Hi Keith and Sharon,

I thought this would be good for your next 'fitting party' :lol: 

RV Sauna
The difference between an RV and a regular brick and mortar home has become even less dramatic with the introduction of the world's first RV sauna. Yup, a sauna. The compact unit can be installed in a trailer or motorhome can seat two people at a time (unless they are seriously big, in which case one person would be more appropriate). When it's not being used, the sauna can double as a storage cupboard. RV Sauna sells from $4,000 to $5,000. To learn more call Andre Levesque at 616-954-9987 or Mickey Thomas 574-262-2399.

Chris


----------



## 101368 (Oct 12, 2006)

Condor said:


> Hi Keith and Sharon,
> 
> I thought this would be good for your next 'fitting party' :lol:
> 
> ...


A quick google suggests the finns have had these for a while.


----------



## 96475 (Oct 9, 2005)

Hi emgee,

I installed a small 4 person Finnish Sauna in my garage in 1989.
I appreciate the Scandinavians have small saunas available. But the saunas now available in the States are specially designed and made for motorhomes etc. and presumably run off 110v.

Chris


----------



## 101368 (Oct 12, 2006)

Condor said:


> Hi emgee,
> 
> I installed a small 4 person Finnish Sauna in my garage in 1989.
> I appreciate the Scandinavians have small saunas available.
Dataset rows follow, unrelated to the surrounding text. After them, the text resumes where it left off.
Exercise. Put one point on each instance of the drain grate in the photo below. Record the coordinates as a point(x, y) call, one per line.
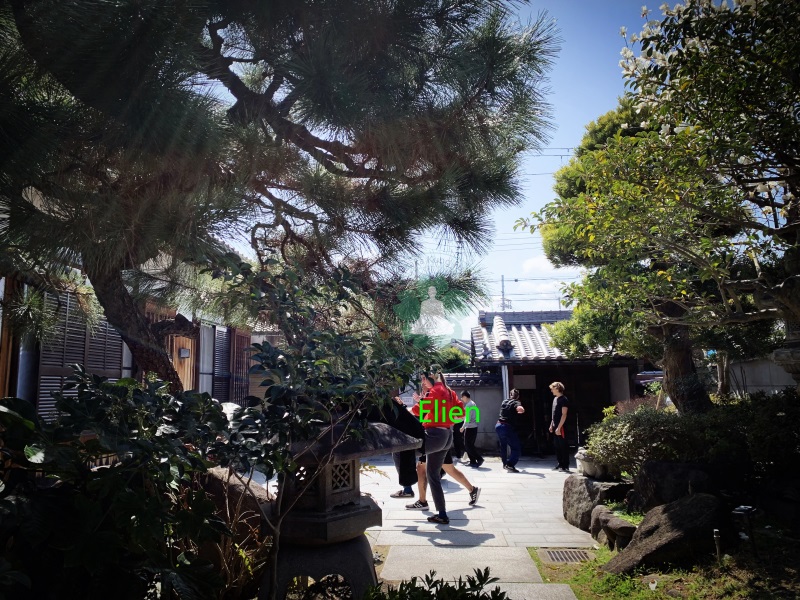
point(567, 556)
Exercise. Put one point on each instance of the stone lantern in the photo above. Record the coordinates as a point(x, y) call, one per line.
point(323, 533)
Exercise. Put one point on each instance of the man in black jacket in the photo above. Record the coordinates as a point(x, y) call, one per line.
point(560, 411)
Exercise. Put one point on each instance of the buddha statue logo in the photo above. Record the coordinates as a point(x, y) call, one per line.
point(430, 316)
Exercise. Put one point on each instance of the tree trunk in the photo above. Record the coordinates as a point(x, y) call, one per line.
point(723, 376)
point(681, 381)
point(127, 318)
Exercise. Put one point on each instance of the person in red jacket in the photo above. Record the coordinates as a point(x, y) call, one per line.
point(436, 411)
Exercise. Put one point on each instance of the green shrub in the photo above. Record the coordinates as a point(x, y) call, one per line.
point(754, 437)
point(438, 589)
point(625, 442)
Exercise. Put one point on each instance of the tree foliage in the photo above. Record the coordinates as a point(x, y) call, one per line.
point(683, 200)
point(138, 528)
point(334, 130)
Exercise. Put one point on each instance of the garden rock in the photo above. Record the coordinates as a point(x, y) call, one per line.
point(662, 482)
point(582, 494)
point(672, 533)
point(590, 468)
point(601, 515)
point(619, 532)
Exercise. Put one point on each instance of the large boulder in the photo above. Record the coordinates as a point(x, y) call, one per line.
point(619, 533)
point(601, 515)
point(660, 482)
point(675, 533)
point(582, 494)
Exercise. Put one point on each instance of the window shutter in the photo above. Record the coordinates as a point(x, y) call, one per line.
point(100, 351)
point(240, 356)
point(222, 364)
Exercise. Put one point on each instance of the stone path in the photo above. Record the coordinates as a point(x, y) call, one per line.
point(515, 511)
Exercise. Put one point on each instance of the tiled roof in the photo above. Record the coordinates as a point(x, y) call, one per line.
point(527, 317)
point(463, 345)
point(472, 380)
point(509, 337)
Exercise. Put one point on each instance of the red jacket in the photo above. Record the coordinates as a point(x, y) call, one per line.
point(439, 407)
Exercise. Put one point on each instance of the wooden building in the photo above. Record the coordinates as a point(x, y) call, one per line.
point(516, 349)
point(216, 362)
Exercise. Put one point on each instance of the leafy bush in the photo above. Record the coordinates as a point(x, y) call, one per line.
point(438, 589)
point(754, 437)
point(625, 442)
point(130, 530)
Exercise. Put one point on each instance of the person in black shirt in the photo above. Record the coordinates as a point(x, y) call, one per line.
point(506, 434)
point(560, 411)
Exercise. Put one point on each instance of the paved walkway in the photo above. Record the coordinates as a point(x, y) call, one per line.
point(515, 511)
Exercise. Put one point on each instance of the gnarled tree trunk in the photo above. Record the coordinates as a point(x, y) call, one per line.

But the saunas now available in the States are specially designed and made for motorhomes etc. and presumably run off 110v.
> ...


Do a google on it. Was done a while ago for an american rv in finland. Think they used gas. Even has details of correct stones to use. Rv and sauna it's the first hit. Surprised me till I realised it was Finnish.


----------



## 88927 (May 10, 2005)

Hi Chris
Think we will give that a miss for now mate :lol: :lol: Maybe when we get a 42 foot RV eh???? :lol: :lol: :lol: 

Keith

Ps. I think you are just trying to get me in trouble :wink: :wink:


----------



## 98452 (Apr 2, 2006)

kands said:


> Hi Chris
> Think we will give that a miss for now mate :lol: :lol: Maybe when we get a 42 foot RV eh???? :lol: :lol: :lol:
> 
> Keith
> ...


Could alway fit it under your bed. :roll:

Now that would be a water bed :wink: :wink:


----------



## Rapide561 (Oct 1, 2005)

*Motorhome Sauna*

Hi

The hot water in my van is so blooming hot, the whole van becomes a sauna when I fill the sink!

Russell


----------



## Arizona (May 9, 2005)

I'm with you Kands forget the Sauna. The Hot Tub on the roof is the only way to go :lol: 

Regards

Arizona


----------



## 98452 (Apr 2, 2006)

Me thinks Keith will be looking for a roof box to adapt :lol: :lol: :lol: :lol:


----------